In an earlier post I wrote about Jupiter at opposition on 9 May and the Jovian phenomena visible in backyard telescopes from Western Europe this month. As May draws to a close, it’s still prime time for the solar system’s largest planet. As seen from the heart of the British Isles, Jupiter is currently best placed for observation and highest in the southern sky just before midnight.
Skywatchers in the UK looking at the rising Moon at dusk on Sunday, 27 May will see that Jupiter is situated close by. At around 10:30pm BST this night the 13-day-old gibbous Moon lies just 3¼ degrees to the upper left of the solar system’s largest planet, so the pair will be framed nicely in the field of view of most binoculars.
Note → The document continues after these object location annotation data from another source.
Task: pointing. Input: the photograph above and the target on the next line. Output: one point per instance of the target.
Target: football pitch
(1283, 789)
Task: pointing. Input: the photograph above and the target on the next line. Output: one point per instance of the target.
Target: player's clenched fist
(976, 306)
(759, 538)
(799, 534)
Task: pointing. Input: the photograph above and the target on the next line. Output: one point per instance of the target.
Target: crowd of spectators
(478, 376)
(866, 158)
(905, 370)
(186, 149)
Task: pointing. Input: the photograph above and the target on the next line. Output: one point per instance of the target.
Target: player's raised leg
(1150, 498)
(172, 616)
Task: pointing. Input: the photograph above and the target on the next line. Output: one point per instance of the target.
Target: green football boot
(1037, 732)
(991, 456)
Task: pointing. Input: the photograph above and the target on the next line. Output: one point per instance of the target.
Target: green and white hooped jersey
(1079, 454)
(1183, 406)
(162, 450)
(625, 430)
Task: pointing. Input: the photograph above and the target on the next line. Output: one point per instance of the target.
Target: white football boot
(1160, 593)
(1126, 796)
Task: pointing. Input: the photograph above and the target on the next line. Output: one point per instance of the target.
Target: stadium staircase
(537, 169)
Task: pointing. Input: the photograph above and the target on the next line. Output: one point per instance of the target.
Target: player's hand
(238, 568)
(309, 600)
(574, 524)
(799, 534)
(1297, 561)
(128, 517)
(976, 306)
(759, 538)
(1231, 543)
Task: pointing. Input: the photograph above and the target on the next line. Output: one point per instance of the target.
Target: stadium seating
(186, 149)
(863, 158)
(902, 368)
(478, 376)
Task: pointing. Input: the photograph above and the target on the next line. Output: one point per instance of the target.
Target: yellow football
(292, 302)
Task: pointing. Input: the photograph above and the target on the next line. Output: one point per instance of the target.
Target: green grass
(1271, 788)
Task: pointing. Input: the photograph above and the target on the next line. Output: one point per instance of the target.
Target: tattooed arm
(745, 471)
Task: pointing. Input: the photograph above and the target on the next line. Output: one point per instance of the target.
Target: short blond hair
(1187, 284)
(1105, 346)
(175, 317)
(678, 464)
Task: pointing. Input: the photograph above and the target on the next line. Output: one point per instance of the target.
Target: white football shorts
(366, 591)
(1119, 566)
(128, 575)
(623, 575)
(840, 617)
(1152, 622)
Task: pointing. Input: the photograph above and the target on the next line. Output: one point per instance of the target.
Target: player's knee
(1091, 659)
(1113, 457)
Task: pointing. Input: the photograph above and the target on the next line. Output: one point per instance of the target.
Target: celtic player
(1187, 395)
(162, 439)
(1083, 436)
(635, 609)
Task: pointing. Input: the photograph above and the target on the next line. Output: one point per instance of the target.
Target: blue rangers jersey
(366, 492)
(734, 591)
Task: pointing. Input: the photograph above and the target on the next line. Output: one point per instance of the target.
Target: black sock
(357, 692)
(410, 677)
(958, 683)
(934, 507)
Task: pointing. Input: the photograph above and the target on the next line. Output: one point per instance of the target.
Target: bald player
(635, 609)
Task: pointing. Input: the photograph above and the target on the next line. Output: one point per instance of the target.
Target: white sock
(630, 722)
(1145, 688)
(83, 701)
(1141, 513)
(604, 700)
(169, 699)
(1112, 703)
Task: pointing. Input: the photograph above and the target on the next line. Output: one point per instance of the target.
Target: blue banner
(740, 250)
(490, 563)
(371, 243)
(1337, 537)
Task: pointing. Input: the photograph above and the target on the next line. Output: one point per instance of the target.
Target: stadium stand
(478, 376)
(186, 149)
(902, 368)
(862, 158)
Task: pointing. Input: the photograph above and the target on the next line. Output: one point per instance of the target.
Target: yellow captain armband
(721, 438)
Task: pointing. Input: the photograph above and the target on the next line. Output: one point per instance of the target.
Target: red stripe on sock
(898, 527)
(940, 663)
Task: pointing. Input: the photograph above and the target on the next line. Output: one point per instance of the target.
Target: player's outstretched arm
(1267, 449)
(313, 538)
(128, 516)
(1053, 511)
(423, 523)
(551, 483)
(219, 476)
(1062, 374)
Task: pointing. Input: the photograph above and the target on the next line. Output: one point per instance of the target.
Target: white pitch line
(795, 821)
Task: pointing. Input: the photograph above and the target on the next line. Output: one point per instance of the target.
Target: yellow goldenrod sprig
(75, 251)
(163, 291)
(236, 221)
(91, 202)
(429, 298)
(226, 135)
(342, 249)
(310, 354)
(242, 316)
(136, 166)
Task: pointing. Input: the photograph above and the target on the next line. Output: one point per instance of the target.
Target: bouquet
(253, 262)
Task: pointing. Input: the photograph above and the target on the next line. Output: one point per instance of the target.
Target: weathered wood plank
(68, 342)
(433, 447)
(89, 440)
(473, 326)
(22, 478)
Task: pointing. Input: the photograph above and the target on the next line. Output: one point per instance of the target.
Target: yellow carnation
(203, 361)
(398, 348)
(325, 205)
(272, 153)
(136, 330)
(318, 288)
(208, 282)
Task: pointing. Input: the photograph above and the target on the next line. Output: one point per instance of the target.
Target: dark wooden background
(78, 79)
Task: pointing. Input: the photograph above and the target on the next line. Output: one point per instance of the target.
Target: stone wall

Seeing double near Jupiter
Look more closely in the vicinity of Jupiter and you’ll notice a wide double star slightly more than two Moon widths (68 arcminutes, actually) to the lower right of the planet. These stars are alpha1 (α1) and α2 Librae, the pair commonly known by their Arabic proper name of الزُبَانَى الجَنُوبِي, or Zubenelgenubi (sometimes written Zuben Elgenubi).While the name Zubenelgenubi actually refers to the brighter magnitude +2.8 α2 Librae component, this star and its magntiude +5.2 companion (α1) are separated by a wide 231 arcseconds, hence even the smallest binocular will resolve them. Both α1 and α2 are part of a multiple star system some 76 light-years away. For owners of equatorially-mounted telescopes or computerised GoTo mounts, the J2000 coordinates of Zubenelgenubi are α=14h 50.9m, δ=-16° 02’.
Since Jupiter’s opposition occurred earlier this month, the planet is still moving retrograde (i.e., east to west) against the background stars of the constellation Libra. Following its stationary point on 11 July, Jupiter’s motion turns prograde (west to east) and the planet makes a closer brush with Zubenelgenubi on 17 August 2018 when the pair lie 35 arcminutes (almost 0.6 degrees) apart.